Tesco Britain’s biggest retailer, will next month trial grocery home deliveries with drones as it experiments with different ways to reach more customers.
Chief Executive Dave Lewis said the pilot would take place in Ireland, where partner Manna has a license to operate.
Food retailers across the globe have expanded pick-up and delivery services in the face of the COVID-19 pandemic and several are following US giant Amazon trialling drones.
Separately Walmart the world’s biggest retailer that owns Asda in Britain, said it would run a pilot project for delivery of grocery and household products through drones, along with end-to-end delivery firm Flytrex.
“They (Manna) have proven the capability, the question is how do we take that capability and apply it to Tesco and that’s the detail being worked on now before the trial,” Lewis said during a webcast Tesco hosted on “disruptive innovation”.
The supermarket group’s innovation director Claire Lorains said the trial would focus on delivery of a few grocery items, such as forgotten recipes, with deliveries made within 30 minutes to an hour of an order being made.

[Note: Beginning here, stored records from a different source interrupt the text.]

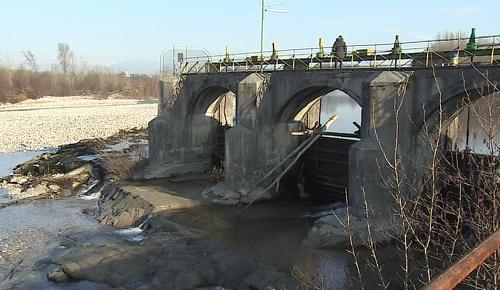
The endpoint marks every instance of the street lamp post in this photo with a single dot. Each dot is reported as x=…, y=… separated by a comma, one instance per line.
x=266, y=8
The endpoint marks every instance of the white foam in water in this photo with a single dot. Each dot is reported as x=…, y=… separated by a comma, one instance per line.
x=136, y=239
x=130, y=231
x=88, y=157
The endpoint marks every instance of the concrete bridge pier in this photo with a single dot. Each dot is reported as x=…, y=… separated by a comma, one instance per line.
x=370, y=159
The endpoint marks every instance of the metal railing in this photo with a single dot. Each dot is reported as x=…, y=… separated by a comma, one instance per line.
x=454, y=275
x=413, y=54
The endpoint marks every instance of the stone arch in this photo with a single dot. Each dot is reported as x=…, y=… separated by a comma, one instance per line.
x=305, y=96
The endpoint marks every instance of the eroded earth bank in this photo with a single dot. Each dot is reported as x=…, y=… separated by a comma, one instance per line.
x=88, y=226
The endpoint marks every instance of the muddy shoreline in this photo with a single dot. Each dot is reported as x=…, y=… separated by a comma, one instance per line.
x=160, y=254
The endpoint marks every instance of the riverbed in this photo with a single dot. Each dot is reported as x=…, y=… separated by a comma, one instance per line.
x=271, y=233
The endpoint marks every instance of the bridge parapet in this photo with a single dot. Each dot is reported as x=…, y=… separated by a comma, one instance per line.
x=382, y=56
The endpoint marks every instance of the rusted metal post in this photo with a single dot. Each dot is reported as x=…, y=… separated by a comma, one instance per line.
x=352, y=57
x=492, y=51
x=427, y=55
x=461, y=269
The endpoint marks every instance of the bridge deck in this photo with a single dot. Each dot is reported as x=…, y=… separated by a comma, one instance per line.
x=383, y=57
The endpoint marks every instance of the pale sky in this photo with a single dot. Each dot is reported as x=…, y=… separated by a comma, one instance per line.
x=111, y=31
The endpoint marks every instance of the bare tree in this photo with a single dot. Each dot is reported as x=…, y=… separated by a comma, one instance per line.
x=64, y=55
x=29, y=59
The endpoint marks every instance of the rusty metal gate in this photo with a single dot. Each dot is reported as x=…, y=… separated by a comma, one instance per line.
x=326, y=168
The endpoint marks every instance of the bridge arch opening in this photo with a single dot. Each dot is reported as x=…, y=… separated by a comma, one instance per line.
x=322, y=173
x=475, y=127
x=212, y=113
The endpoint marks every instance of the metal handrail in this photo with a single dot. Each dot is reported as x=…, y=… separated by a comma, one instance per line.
x=374, y=56
x=454, y=275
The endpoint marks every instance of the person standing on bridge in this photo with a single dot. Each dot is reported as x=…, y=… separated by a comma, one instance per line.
x=339, y=50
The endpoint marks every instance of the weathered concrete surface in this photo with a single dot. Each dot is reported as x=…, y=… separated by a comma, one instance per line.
x=400, y=111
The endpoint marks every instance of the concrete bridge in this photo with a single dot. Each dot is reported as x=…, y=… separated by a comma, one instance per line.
x=402, y=110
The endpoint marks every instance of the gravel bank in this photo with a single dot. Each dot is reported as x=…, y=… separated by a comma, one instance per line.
x=54, y=121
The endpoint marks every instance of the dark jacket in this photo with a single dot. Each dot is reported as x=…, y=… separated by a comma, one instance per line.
x=339, y=48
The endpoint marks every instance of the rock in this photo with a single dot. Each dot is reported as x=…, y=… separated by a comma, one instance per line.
x=58, y=275
x=120, y=208
x=332, y=230
x=19, y=179
x=124, y=219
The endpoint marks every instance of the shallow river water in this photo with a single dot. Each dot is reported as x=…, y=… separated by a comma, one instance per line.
x=33, y=232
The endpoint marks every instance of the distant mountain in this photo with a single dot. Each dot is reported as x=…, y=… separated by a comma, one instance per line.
x=137, y=66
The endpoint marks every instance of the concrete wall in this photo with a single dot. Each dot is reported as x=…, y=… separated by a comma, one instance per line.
x=398, y=107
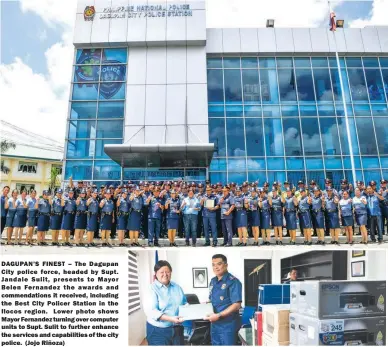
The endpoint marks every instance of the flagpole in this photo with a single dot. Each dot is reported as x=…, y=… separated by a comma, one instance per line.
x=344, y=103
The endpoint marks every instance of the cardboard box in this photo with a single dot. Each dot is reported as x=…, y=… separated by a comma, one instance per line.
x=366, y=331
x=270, y=341
x=272, y=294
x=339, y=299
x=276, y=322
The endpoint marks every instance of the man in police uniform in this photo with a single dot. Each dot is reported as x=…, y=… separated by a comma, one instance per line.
x=226, y=296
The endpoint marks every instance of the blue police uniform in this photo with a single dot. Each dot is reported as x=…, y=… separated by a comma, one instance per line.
x=360, y=210
x=240, y=217
x=107, y=215
x=134, y=220
x=265, y=214
x=3, y=212
x=56, y=214
x=277, y=212
x=123, y=214
x=376, y=221
x=332, y=213
x=32, y=213
x=92, y=223
x=69, y=214
x=290, y=213
x=43, y=215
x=223, y=293
x=154, y=218
x=346, y=208
x=226, y=220
x=255, y=213
x=317, y=212
x=210, y=219
x=304, y=213
x=20, y=220
x=80, y=221
x=172, y=215
x=11, y=212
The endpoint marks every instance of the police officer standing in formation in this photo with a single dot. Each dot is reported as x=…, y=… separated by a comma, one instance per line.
x=246, y=207
x=226, y=297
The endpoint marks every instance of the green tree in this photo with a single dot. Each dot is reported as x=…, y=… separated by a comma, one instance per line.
x=5, y=146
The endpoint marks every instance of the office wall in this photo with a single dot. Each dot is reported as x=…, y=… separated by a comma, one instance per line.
x=375, y=265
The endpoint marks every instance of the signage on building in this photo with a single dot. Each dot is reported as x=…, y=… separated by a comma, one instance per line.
x=140, y=11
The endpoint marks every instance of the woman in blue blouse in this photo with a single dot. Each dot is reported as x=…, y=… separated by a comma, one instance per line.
x=163, y=324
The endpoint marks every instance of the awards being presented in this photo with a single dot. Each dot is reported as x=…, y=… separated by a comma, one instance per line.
x=209, y=203
x=196, y=311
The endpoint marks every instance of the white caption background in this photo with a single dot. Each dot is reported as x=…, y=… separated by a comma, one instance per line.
x=69, y=310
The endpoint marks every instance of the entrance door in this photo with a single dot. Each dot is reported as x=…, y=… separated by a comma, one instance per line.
x=252, y=281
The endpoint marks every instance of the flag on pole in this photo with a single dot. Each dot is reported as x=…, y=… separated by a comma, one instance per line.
x=333, y=25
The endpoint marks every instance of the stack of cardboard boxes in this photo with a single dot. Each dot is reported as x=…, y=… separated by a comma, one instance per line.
x=338, y=313
x=272, y=318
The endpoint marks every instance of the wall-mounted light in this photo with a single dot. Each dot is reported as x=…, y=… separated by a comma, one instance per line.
x=340, y=23
x=270, y=23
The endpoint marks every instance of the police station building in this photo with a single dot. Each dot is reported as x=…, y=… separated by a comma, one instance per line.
x=156, y=95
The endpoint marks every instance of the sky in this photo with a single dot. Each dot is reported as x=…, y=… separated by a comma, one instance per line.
x=36, y=51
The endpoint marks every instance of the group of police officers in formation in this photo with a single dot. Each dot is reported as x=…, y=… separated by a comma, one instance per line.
x=156, y=209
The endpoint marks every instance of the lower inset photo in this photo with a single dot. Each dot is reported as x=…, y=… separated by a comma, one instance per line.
x=269, y=298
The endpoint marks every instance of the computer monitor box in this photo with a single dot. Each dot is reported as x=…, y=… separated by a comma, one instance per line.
x=358, y=337
x=356, y=300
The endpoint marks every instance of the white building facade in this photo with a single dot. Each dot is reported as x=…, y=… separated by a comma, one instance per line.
x=156, y=95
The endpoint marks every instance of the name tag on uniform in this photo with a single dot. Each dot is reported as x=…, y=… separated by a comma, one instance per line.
x=225, y=207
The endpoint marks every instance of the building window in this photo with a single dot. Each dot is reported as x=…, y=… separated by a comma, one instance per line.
x=133, y=284
x=27, y=167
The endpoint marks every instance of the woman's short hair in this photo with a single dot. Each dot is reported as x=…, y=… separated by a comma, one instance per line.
x=160, y=264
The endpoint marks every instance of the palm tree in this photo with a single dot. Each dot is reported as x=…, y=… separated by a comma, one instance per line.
x=5, y=146
x=53, y=179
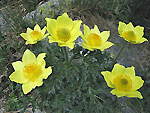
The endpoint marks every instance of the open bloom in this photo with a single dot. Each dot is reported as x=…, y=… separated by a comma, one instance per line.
x=131, y=34
x=31, y=71
x=124, y=81
x=63, y=30
x=33, y=36
x=94, y=39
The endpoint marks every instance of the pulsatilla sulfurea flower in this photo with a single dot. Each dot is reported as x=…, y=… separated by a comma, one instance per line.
x=94, y=39
x=31, y=71
x=124, y=81
x=63, y=30
x=131, y=34
x=33, y=36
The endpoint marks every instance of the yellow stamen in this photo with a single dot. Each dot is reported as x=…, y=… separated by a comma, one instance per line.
x=32, y=71
x=94, y=40
x=35, y=35
x=129, y=35
x=122, y=83
x=63, y=34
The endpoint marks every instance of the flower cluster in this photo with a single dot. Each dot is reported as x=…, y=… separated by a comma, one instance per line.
x=63, y=30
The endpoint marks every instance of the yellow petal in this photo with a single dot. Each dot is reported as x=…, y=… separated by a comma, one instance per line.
x=40, y=60
x=51, y=26
x=51, y=39
x=18, y=65
x=130, y=72
x=70, y=45
x=28, y=57
x=86, y=30
x=118, y=93
x=134, y=94
x=118, y=70
x=17, y=76
x=107, y=76
x=24, y=35
x=65, y=21
x=104, y=35
x=139, y=31
x=75, y=32
x=95, y=30
x=29, y=30
x=86, y=46
x=105, y=46
x=37, y=28
x=47, y=72
x=130, y=27
x=137, y=82
x=27, y=87
x=142, y=40
x=121, y=27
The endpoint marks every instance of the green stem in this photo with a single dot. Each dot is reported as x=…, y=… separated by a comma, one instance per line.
x=65, y=52
x=119, y=53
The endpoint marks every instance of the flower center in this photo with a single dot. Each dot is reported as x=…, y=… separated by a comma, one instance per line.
x=123, y=83
x=35, y=35
x=32, y=71
x=94, y=40
x=129, y=35
x=63, y=34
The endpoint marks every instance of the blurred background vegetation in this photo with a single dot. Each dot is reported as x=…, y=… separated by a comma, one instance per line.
x=91, y=12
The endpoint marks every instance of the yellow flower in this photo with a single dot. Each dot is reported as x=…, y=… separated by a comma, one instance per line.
x=33, y=36
x=63, y=30
x=31, y=71
x=94, y=39
x=131, y=34
x=124, y=81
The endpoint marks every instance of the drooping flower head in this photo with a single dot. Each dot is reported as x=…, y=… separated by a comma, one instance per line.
x=33, y=36
x=31, y=71
x=124, y=81
x=94, y=39
x=131, y=34
x=63, y=30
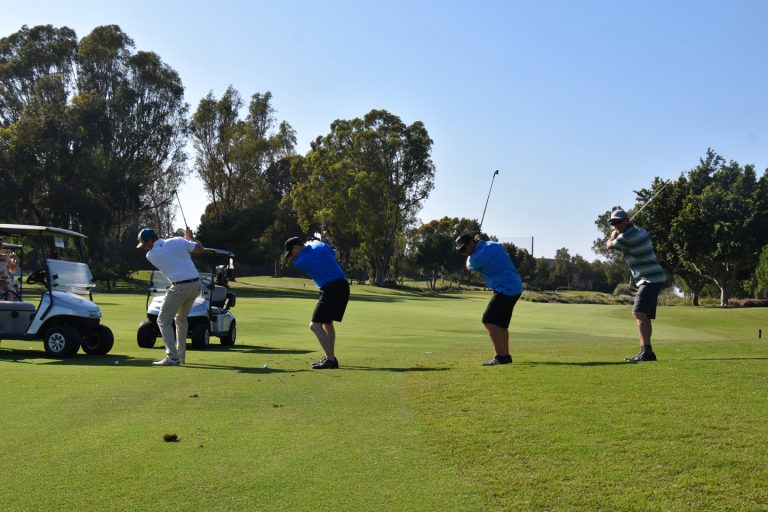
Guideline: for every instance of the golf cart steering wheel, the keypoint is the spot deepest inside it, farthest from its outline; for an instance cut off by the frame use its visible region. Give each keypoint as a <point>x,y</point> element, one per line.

“We’re interested to see how drones could be part of the solution to deliver to our customers on-demand small baskets,” she said, noting the small basket market in Britain was forecast to exceed 10 billion pounds ($13 billion) over the coming years.
“If our trial with Manna is successful, we think there is an opportunity to reach customers through our stores extending with a drone service,” she said.
Lewis said Tesco had four innovation priority areas: food and drink products and technology; data; robotics and automation and packaging.
Lewis, who last year declared the group’s turnaround complete, is due to step down at the end of September and be replaced by Ken Murphy, formerly of healthcare group Walgreens Boots Alliance.